Mal bent down and kissed him then, slow and sweet like molasses. Neither man was one to shut up before his mouth had gotten him into all kinds of trouble, but this was trouble enough and neither found themselves in a talking mood. Something in the night was whispering to settle down, keep mum, burrow in. There was still cider on Mal’s tongue where it push-pulled against his.
“Take me to bed,” Simon murmured against his mouth.
He obliged. There was a brief moment of sorting risk, but as two deeply celibate people there simply wasn’t much to worry about. Mal joked that they ought to use olive oil—more rustic—but didn’t actually intend to, had thought further ahead than that. Simon offered to prepare himself, no shyness left to the mechanical points of the human body, especially in something that when it came down to it shared a lot with a routine prostate exam.

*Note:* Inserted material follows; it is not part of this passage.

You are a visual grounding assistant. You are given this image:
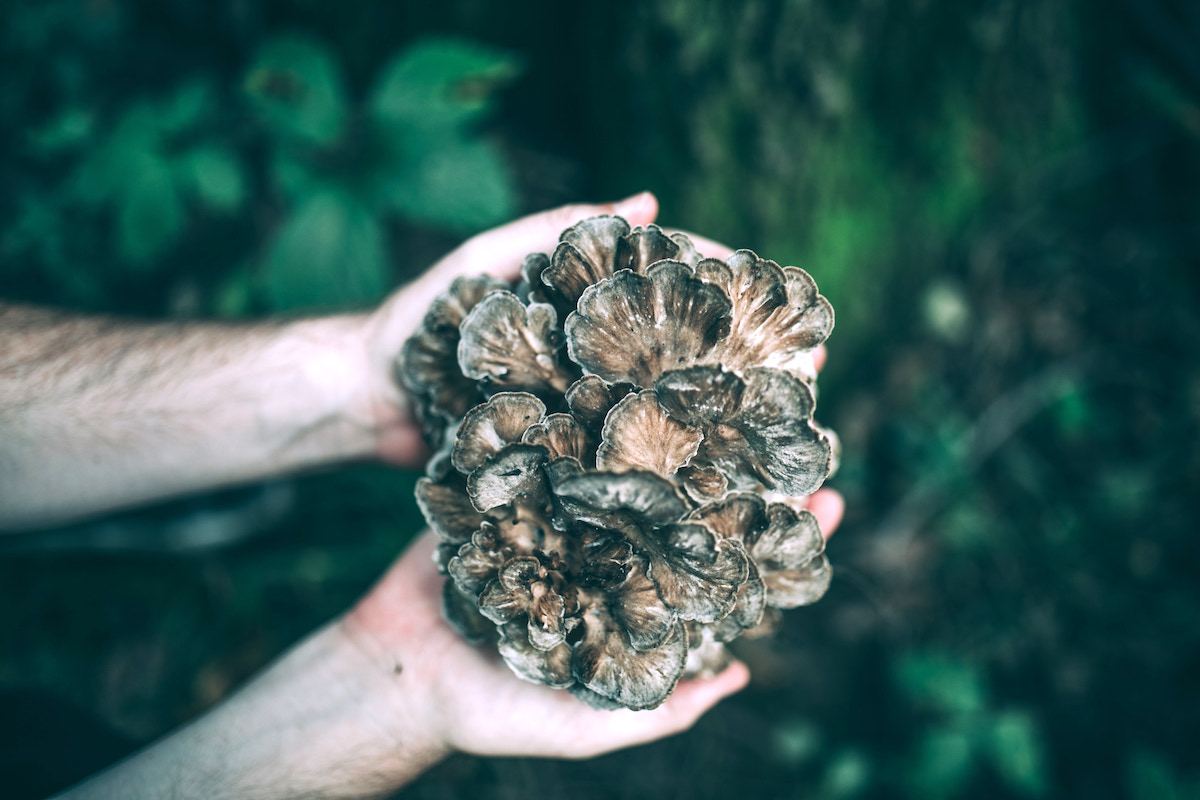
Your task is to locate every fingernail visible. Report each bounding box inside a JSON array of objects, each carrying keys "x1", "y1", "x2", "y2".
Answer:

Mal made deft work of his buttons and caged him in with his arms on the bed and watched him become open for him. The reflection of the single candle by the bedside flickered in his blue eyes. When all is said and done Simon’s body took him in easily, Mal exhaling long into his shoulder as he bore down. Mal’s skin was molten, the shift of muscle simple and hypnotic. Simon tensed experimentally and a tendon jumped in his neck. Coarse cotton sheets that smelled of dried lavender dragged under Simon’s shoulders as Mal worked in him, sweat beading on his brow.
It felt like a necessity, like fresh water and a pound of flour, integral and basic and something he would surely need again and again. Mal brought it back to him as such and Simon hooked his legs around his back, moving to meet him and bring him deeper and deeper. Simon’s nerves lit like stars. He threaded his fingers into Mal’s chestnut hair and tugged. Abruptly, Mal began to drive into him harder, making Simon’s spine tingle as he shuddered and groaned and spilled. Simon shivered at the thought of his seed inside him and it didn’t take more than a deft few touches to bring him off.
Mal collapsed against him, dead weight, though Simon suspected it had less to do with fatigue and more with scrounging for as much contact as possible. Simon pressed his lips against his ear and smiled. “I feel like I just consummated something.”
Mal didn’t respond at first and he immediately regretted the weight of the statement even in jest. Mal was a skittish creature, one who didn’t always know or acknowledge what he himself wanted. But after a moment Mal looked him in the eye and grinned almost imperceptibly.
“I reckon you did at that.”
Days later they rode into Amaterasu Proper fronting as a convoy of a few high bred folk with a contingent of bodyguards and crew for the sake of defending their legitimacy. Simon had the rare chance to wear his finest and not so secretly relished it, and not just because he knew every button he closed was another Mal later would undo with enthusiasm on interest. By necessity he kept the outfit light, a loose and shifting cadet blue top with a mock neck and tailored beige slacks. Jayne made fun of it a regular amount but Simon didn’t care. He always enjoyed dressing up. Almost as much as he enjoyed singlehandedly solving epidemic crises in a scant afternoon. It wasn’t anything related to his field but it also wasn’t a complicated matter—Amaterasu was a backwater that lacked medical expertise full stop, and he had the golden ticket of information. After spending a few hours passing on the proper social procedures and vaccines from his old contacts in epidemiology, he was able to walk under the sun standing tall and utterly at home in his skin.
“Lookie here, the big damn hero,” Mal said when he saw him. He was leaning against the façade of the health ministry building, thumbs in his belt loops. “He’s a mite prettier than I expected.”
Simon grinned despite himself. “All that talk, someday someone’s going to hit you.”
Mal sauntered up to face him with a heavy step, spare inches between them. “You might have to shut me up, protect me from myself.”
“Might just,” Simon said breezily. “But you’ll have to manage yourself long enough for us to collect our reward, at least.”
Mal’s face lit up. “We’re getting’ rewarded?”
“Gift of the minister. Four bushels of apples.”
Mal’s laugh echoed high into the sky.